Yapılacak iş, varsa davacıya 1996, 1997, 1999 ve 2000 yılarında ürün sattığı kişi veya kuruluşları açıklattırmak, bu kişi veya kuruluşlardan ürün bedelinden kesinti yapılıp yapılmadığını sormak varsa belgelerini getirtmek, ziraat odası ile pancar ekicileri kooperatifi kayıtlarındaki çelişkiyi gidermek, 2926 sayılı Yasa’nın 10. maddesine göre tarımda kendi adına ve hesabına bağımsız çalışmanın yasal karinesi olan tarım satış kooperatifleri ve birlikleri, tarım kredi kooperatifleri ve birlikleri, P. E. İstihsal Kooperatifleri ile birliği, Türkiye Ş. Fabrikaları Anonim Şirketi ve tarım kesimine yönelik faaliyette bulunan milli bankalar gibi kuruluşların belge ve kayıtlarını istemek verilecek cevaplara göre ve 2926 sayılı Yasa’nın 10 maddesinde belirtildiği üzere tüm deliller birlikte değerlendirilmek suretiyle sonuca ulaşmaktır.

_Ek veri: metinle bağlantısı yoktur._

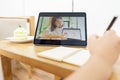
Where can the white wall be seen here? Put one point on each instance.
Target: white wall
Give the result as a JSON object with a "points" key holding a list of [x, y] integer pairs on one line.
{"points": [[11, 7], [99, 13]]}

Mahkemece, bu maddi ve hukuki olgular gözetilmeksizin eksik araştırma ve inceleme sonucunda davacının 1996, 1997, 1999 ve 2000 yıllarında da tarım Bağ-Kur sigortalısı olduğunun tesbitine karar verilmiş olması usul ve yasaya aykırı olup bozma nedenidir.
O halde, davalı Kurum’un bu yönleri amaçlayan temyiz itirazları kabul edilmeli ve hüküm bozulmalıdır.
SONUÇ: Hükmün yukarıda açıklanan nedenlerle BOZULMASINA, 18.10.2007 gününde oybirliğiyle karar verildi.